Ao contrário de Getúlio Vargas, Bolsonaro denuncia as corporações, com nomes e endereços, para a sociedade nacional, rasgando a fantasia dos traidores da Pátria. Sem comparação com Jânio Quadros, que escreveu uma carta falando em “forças ocultas” e se foi embora, Bolsonaro revela onde se encontram as tais forças ocultas de sempre. Diferente de Collor de Mello, também, não pediu que todos saíssem, no dia seguinte, de verde e amarelo para defendê-lo, diante das pressões sofridas, até porque havia perdido o encanto do apoio popular, pela prática da corrupção.

Bolsonaro se desveste da vaidade do cargo e revela para o povo o que é e como funciona o governo do Brasil, desmistifica o papel do presidente da República, aponta as corporações que resistem a que ele avance com as propostas reformistas, de modo a poder favorecer o povo e a romper com as amarras de sempre do ocupante do Palácio do Planalto – e, antes, do Palácio do Catete, no Rio – com as corporações instaladas no Congresso Nacional e no Supremo Tribunal Federal. Muita coragem e forte determinação. Atitude corajosa, forte, de estadista mesmo. Garante que não vai se submeter às corporações, nem cumprir papel teatral como presidente da República. Ou se fortalece no cargo, ou é apeado dele. Mas, as corporações, para arrancá-lo do Palácio do Planalto, terão, agora, de se confrontar com a população, com a opinião pública, com o povo nas ruas. Haverá confronto, haverá choques, haverá rupturas. Eis o tsumani, de que Bolsonaro falou na semana passada.

Seus opositores e inimigos parecem tê-lo subestimado, imaginando que já estavam-no levando a nocaute, antevendo a primeira oportunidade para apeá-lo do poder. Não contavam com o grito de guerra, ouvido pela tropa, pronta para defender o Brasil. A defesa da democracia, a partir desse grito de guerra, não será mais uma mentira do discurso político, nem uma ação para disfarçar a atenção do povo. É um grito de guerra para virar o jogo, para inverter as posições, para colocar, de vez, a bandidagem da corrupção e do crime organizado contra a parede, quem sabe, até, fazendo-a bater em retirada, como os traficantes dos morros do Rio, diante das ações das forças policiais para a retomada dos territórios.

Agora, o jogo sai para o largo. Não fica mais nos gabinetes e corredores do Congresso Nacional e, assim também, nos gabinetes e corredores do STF. Será um final de semana diferente, porque o conteúdo do escrito compartilhado é forte, muito forte, por ser, absolutamente, verdadeiro. As corporações podem querer reagir, mas, antes, vão precisar olhar para a direita, para a esquerda para saber se podem avançar pelo centro. Mas, sabem, agora, que deixaram de ser invisíveis. Estão colocadas à luz do sol.

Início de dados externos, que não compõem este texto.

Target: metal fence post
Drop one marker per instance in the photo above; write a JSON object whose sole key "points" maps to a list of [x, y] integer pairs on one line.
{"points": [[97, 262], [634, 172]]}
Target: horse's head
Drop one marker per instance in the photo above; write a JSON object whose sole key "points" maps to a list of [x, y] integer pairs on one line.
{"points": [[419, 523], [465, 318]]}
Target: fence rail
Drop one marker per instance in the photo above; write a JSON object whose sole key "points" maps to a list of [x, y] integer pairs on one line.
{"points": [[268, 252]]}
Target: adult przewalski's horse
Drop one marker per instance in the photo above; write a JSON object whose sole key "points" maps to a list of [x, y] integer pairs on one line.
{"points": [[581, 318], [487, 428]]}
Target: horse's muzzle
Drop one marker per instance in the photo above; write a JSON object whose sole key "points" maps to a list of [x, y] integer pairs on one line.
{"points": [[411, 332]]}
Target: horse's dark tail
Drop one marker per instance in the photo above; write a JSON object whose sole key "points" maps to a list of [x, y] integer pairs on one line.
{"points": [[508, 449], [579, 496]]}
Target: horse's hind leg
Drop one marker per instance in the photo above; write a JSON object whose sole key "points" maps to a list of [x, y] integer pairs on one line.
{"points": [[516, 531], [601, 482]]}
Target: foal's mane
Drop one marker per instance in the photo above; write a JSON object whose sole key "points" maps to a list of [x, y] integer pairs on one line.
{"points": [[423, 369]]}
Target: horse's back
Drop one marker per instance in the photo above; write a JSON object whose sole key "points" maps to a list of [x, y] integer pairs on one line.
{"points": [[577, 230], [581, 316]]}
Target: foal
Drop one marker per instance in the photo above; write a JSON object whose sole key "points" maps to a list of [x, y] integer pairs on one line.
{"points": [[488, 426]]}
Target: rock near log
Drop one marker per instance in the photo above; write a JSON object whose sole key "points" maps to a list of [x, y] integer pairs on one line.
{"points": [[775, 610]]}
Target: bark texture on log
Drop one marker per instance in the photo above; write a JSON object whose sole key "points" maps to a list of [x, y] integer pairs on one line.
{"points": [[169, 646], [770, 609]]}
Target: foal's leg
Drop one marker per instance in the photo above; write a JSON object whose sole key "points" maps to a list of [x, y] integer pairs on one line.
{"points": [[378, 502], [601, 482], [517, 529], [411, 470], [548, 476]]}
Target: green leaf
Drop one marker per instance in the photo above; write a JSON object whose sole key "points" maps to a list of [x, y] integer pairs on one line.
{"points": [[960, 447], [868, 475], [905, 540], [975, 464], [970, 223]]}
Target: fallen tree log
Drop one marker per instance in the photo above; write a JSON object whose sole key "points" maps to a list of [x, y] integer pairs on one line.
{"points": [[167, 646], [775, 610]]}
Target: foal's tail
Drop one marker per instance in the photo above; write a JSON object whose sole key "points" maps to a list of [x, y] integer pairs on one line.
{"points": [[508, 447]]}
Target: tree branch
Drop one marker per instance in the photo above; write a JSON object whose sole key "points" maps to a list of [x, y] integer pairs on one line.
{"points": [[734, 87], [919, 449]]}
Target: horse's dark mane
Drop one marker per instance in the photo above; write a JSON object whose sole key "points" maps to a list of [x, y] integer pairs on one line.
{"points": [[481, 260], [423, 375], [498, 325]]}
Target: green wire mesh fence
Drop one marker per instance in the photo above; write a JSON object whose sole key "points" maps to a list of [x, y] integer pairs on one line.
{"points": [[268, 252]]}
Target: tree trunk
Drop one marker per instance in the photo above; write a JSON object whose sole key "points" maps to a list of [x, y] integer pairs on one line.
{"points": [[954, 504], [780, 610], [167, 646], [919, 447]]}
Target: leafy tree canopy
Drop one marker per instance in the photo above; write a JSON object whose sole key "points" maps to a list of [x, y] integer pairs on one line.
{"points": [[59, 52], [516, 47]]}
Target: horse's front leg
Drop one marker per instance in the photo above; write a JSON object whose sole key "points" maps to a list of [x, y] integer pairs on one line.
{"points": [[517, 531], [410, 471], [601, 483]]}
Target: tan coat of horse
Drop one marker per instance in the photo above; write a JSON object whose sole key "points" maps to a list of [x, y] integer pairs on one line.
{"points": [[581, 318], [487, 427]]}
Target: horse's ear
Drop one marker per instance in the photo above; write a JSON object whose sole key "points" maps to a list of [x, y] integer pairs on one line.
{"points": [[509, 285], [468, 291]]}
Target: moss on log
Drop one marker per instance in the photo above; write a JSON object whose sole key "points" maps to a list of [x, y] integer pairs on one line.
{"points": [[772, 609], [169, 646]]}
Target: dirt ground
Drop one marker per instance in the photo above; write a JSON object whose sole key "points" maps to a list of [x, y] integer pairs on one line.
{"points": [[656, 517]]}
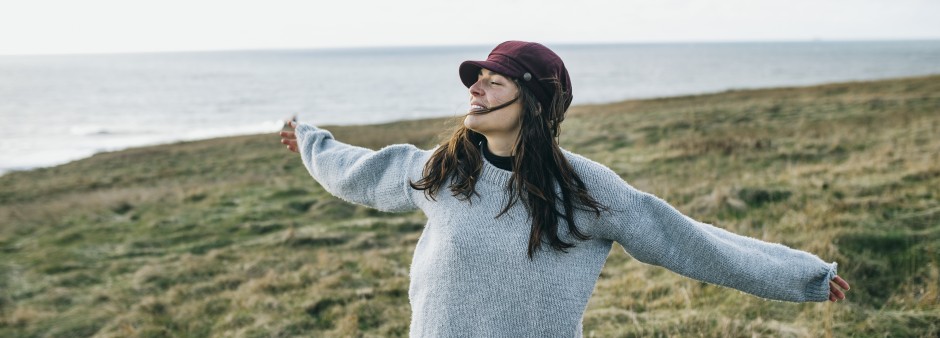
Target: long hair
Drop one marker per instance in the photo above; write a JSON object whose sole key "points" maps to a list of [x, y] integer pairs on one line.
{"points": [[539, 168]]}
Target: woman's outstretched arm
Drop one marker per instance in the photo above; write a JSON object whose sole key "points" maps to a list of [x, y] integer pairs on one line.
{"points": [[654, 232], [376, 179]]}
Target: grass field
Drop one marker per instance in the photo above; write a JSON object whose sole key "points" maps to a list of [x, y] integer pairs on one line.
{"points": [[231, 237]]}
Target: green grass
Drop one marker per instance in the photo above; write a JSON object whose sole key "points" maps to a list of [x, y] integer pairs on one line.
{"points": [[231, 237]]}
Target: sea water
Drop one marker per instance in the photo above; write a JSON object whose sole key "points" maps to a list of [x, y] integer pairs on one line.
{"points": [[58, 108]]}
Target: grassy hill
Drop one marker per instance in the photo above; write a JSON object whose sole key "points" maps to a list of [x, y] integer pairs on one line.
{"points": [[231, 237]]}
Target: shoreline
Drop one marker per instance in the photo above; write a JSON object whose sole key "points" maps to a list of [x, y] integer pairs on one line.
{"points": [[573, 110], [196, 238]]}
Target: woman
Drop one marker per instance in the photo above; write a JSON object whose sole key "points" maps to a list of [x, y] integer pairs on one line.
{"points": [[518, 229]]}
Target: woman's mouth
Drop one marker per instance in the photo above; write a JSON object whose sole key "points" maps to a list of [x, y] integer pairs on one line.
{"points": [[474, 108]]}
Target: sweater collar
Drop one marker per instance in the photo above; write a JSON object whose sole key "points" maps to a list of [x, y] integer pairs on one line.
{"points": [[492, 174]]}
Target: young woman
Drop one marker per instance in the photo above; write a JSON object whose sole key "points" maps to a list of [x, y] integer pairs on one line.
{"points": [[518, 228]]}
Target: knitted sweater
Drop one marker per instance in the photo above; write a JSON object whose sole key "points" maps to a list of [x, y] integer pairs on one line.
{"points": [[471, 276]]}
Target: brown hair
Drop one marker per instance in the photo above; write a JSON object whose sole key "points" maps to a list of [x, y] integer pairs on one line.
{"points": [[537, 166]]}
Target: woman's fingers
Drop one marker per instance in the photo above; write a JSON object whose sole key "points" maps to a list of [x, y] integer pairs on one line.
{"points": [[835, 292], [842, 283], [834, 285]]}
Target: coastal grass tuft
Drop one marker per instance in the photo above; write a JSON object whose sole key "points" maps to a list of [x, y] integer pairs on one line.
{"points": [[231, 237]]}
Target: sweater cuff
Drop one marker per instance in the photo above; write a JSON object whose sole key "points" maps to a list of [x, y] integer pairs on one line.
{"points": [[303, 129]]}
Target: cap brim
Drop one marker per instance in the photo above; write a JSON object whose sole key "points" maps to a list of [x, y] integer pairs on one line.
{"points": [[470, 70]]}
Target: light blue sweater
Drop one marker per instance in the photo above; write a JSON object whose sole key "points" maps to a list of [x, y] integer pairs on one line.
{"points": [[471, 276]]}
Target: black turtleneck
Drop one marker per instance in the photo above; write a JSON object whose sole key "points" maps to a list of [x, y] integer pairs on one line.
{"points": [[502, 162]]}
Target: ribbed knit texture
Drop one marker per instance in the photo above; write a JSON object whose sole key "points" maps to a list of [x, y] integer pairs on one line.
{"points": [[471, 277]]}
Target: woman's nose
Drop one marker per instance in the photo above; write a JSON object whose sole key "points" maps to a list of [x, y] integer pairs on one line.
{"points": [[475, 89]]}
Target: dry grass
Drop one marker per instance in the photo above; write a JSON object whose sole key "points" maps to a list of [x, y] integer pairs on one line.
{"points": [[229, 237]]}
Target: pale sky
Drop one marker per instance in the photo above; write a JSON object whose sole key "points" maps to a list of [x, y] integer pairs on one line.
{"points": [[105, 26]]}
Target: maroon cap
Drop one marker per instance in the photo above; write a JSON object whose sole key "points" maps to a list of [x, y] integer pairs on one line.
{"points": [[531, 63]]}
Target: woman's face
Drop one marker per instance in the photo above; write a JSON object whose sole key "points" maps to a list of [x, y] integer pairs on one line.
{"points": [[491, 90]]}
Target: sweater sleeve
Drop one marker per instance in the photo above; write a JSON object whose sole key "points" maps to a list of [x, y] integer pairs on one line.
{"points": [[376, 179], [654, 232]]}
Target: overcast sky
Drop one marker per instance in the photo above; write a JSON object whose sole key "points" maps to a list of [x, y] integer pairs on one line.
{"points": [[95, 26]]}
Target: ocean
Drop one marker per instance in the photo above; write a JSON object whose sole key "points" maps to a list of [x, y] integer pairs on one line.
{"points": [[59, 108]]}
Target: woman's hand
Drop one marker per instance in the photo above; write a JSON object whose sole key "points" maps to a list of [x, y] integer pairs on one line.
{"points": [[834, 293], [288, 137]]}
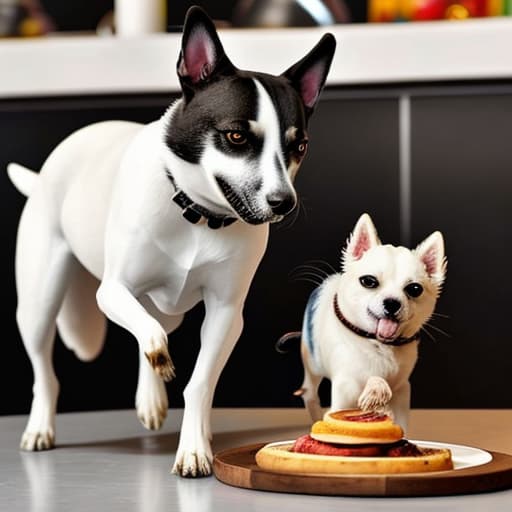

Diferentemente do apelo de Collor de Mello, o apelo do presidente Jair Bolsonaro pode ecoar, positivamente, levando o povo para as ruas:

 

“Venho colocando todo meu esforço para governar o Brasil. Os desafios são inúmeros e a mudança na forma de governar não agrada àqueles grupos que no passado se beneficiavam das relações pouco republicanas. Quero contar com a sociedade para juntos revertermos essa situação e colocarmos o país de volta ao trilho do futuro promissor. Que Deus nos ajude!

 

Brasil, acima de tudo; Deus acima de todos. Inclusive, das corporações.